What Does Today’s NFP Mean to Markets?

By now, you should be well aware of my NFP data views: The Employment situation has been gradually improving, but at a slow rate that suggests it will take a long time before we recover all the lost jobs of the 2007-09 Great Recession.

The 2001 recession took 47 months for that full jobs recovery to prior levels; I expect this time around, we are looking at more like 60-70 months.

While some have derided this as an unacceptably long time, it is consistent with other post-credit crisis recoveries, according to the data from Reinhart & Rogoff.

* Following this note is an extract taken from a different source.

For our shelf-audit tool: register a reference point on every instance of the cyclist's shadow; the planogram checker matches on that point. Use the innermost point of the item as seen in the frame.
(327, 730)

From an economic perspective, this month’s data should show a continuation of the gradual improvement we have seen the past 6 months. There will be some seasonal anomalies due to the Holidays, but overall, an increased number of private sector jobs should have been added last month. Bloomberg consensus is for a gain 150,000 gain in payrolls, with the unemployment rate slipping to 9.7%. The past month revisions have mostly been positive; look to see what they reveal as well.

From a market perspective, there are reasons for concern. As we have noted previously, the sentiment has gotten too one sided; But markets can stay overbought for a while and sentiment can remain frothy for months. What is of greater concern is the deteriorating quality of the rally. The Russell 2000 has outperformed the big caps this move, and we are starting to see increasing weakness in small and mid caps. Further, the market’s breadth seems to becoming increasingly narrow, with less stocks participating in the upside.

Hence, we have a market with expectations of a good number already built in, and a few warning signs of risk of a minor correction.